How do you decide on procuring parts locally versus importing them?
This is an extremely rigorous process and we have been much more conservative compared to our competitors, in terms of using say Chinese parts in our products. I think we have prospered because of that because some people have had bad reactions, not because the parts are bad but perhaps the particular batch was not properly manufactured. We have been very cautious because we want to make sure that parts quality, durability and serviceability are of the highest order. Serviceability is particularly important for power train components and tyres. We also have a very strong approval process for our parts and even if we do go externally we follow the same process to make sure there are no short cuts basically from a quality point of view.


What are your plans for the export markets?
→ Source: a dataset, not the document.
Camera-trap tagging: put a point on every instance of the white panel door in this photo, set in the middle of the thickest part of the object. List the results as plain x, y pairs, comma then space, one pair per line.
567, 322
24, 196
We have a very India-centric strategy and we expect the domestic market to account for a large part of our growth over the next five to 10 years. At present, exports comprise around 10 percent of our business. We are looking to export to developing markets including South Asia, which is similar to India in some aspects. Other markets would include the Middle East, Africa and some markets in South-East Asia. Initially, we would be looking at light and medium duty vehicles, moving to buses and eventually heavy duty vehicles. And, we would seek to leverage on Volvo distribution in some of these markets.